Hitchens certainly came face-to-face with that combative, evangelical desire to be right long before he shuffled off the mortal coil. The man who wrote a book called “God Is Not Great” and championed his atheism to anyone who wanted to debate it publicly cringed when Sept. 20 was declared a “Pray for Hitchens Day.” He likely knew that the Missionaries of Charity order of Mother Teresa, a woman he branded a “fanatic, a fundamentalist, and a fraud,” would declare they were praying for him and his family after his death. But he also, in his gentlemanly English way, understood that people would pray for him anyway. Well, not quite for him. “Please do not trouble deaf heaven with your bootless cries,” he wrote. “Unless, of course, it makes you feel better.” 

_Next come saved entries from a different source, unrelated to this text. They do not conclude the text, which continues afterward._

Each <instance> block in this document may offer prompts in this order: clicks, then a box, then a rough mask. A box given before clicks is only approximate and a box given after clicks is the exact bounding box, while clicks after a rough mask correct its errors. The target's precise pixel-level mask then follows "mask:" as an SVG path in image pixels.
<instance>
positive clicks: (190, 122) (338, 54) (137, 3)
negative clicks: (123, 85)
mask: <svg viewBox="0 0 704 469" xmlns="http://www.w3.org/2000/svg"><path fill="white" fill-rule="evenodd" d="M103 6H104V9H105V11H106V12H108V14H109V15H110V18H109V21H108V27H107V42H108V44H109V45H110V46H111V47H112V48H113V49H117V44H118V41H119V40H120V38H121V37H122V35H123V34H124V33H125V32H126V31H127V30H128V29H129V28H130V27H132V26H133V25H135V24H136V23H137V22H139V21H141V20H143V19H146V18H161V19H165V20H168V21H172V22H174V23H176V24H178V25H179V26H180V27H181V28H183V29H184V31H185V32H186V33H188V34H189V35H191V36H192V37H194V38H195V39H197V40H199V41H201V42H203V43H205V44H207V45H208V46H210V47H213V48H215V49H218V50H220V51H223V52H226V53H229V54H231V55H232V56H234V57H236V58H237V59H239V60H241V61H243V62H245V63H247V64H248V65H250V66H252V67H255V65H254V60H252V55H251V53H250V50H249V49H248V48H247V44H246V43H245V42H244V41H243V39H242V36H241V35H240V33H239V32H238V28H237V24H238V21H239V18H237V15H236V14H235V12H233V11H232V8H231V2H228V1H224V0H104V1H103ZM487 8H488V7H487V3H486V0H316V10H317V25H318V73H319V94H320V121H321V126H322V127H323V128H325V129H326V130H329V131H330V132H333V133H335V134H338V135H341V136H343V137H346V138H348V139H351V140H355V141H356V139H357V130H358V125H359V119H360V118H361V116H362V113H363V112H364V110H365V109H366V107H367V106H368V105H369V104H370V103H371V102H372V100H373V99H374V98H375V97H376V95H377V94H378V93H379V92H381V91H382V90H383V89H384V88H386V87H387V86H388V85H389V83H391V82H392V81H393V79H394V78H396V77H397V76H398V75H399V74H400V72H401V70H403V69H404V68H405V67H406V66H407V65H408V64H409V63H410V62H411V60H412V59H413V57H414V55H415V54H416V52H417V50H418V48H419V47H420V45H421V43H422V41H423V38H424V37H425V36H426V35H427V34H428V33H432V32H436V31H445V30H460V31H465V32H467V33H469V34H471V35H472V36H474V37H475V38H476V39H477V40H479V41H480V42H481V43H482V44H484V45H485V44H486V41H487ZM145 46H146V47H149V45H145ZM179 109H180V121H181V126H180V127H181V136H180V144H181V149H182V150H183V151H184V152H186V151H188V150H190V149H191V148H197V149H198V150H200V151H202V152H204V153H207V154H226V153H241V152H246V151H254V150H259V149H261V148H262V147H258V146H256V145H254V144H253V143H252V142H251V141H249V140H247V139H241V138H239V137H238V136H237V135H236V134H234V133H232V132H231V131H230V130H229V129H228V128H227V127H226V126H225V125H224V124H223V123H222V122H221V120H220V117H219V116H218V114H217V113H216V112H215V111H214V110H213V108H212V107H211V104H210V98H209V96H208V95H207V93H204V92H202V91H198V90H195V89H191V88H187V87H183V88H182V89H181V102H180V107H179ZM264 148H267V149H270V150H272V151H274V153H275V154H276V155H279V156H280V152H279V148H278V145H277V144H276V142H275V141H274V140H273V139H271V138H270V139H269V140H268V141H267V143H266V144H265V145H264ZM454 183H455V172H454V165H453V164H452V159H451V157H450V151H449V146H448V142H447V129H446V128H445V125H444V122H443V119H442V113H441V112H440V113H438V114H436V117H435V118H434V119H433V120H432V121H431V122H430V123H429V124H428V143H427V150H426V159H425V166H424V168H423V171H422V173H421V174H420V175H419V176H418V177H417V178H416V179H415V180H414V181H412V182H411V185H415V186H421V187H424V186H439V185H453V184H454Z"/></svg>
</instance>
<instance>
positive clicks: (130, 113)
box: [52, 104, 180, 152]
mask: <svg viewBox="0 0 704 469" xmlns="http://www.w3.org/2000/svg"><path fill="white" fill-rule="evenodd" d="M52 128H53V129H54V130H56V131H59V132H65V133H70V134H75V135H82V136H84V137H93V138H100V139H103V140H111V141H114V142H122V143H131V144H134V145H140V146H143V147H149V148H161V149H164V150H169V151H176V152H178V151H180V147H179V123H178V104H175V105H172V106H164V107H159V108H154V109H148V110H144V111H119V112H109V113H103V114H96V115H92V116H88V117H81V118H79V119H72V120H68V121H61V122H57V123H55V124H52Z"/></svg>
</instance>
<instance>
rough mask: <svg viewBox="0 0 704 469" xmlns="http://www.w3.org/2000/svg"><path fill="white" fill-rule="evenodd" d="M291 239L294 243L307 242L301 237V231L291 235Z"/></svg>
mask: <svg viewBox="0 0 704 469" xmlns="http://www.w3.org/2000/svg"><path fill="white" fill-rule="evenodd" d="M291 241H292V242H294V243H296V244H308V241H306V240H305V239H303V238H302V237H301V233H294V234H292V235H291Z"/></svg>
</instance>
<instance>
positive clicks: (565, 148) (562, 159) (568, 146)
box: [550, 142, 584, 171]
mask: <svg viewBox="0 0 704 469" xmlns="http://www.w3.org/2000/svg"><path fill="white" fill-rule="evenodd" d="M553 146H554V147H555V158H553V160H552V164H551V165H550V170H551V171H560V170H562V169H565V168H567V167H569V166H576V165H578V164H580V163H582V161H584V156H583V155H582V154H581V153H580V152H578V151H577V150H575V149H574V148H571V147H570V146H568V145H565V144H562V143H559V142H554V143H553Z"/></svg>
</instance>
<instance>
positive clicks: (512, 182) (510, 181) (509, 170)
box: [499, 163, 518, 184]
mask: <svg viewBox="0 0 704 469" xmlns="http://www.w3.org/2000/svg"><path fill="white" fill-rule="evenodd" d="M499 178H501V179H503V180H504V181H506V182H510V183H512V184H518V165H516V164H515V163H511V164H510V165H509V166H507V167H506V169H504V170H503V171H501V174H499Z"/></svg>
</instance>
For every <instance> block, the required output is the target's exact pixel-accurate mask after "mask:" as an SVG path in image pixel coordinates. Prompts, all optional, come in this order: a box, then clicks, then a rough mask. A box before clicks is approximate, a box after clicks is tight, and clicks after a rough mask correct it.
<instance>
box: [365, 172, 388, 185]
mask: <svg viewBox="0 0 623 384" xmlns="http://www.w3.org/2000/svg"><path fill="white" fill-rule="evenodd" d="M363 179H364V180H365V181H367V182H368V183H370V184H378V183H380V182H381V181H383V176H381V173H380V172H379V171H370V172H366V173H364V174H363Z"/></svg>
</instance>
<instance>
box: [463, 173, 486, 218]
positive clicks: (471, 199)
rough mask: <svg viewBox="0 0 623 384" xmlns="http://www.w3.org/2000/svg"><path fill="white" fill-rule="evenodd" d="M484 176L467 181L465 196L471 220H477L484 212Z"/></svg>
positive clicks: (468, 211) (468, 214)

I’m a Christian. A skeptical, questioning, frequently disappointed one who makes no pretense of having all the answers, but a Christian nonetheless. I pray every day. But my tacit deal with the universe is that I don’t need anyone I pray for to believe in God, any more than I take offense if someone who has a different belief system (or lack thereof) says he’ll set an intention or cast a spell or simply keep me in his thoughts. A prayer, like a kind thought, or good intention, or whatever you call it, isn’t supposed to be conditional. It can be graciously sent out — and gratefully accepted — without a commitment on either side. It certainly isn’t something one should undertake with a spiteful, I’m-doing-this-even-though-you-don’t-want-me-to-because-I-am-right-and-you-are-wrong-ta-da! flourish. So if you’re the praying type, pray. But don’t take those prayers as irrefutable proof of the existence of a deity, or an opportunity to do some Twitter bragging.

Regarding Hitchens, I’m with writer Tom Jamieson, who observed that it “would be nice to think God does exist, simply for the earful he’s getting right now.” Regarding God, I don’t consider the death of an author as evidence of anything other than what a vicious bitch cancer is. I don’t think it’s cause for a group affirmation of how this proves anything. I just think it’s a cruel loss and the silencing of a great voice. Maybe I’m wrong. But that’s all right, because as Hitchens himself once succinctly stated, “My own opinion is quite enough for me.”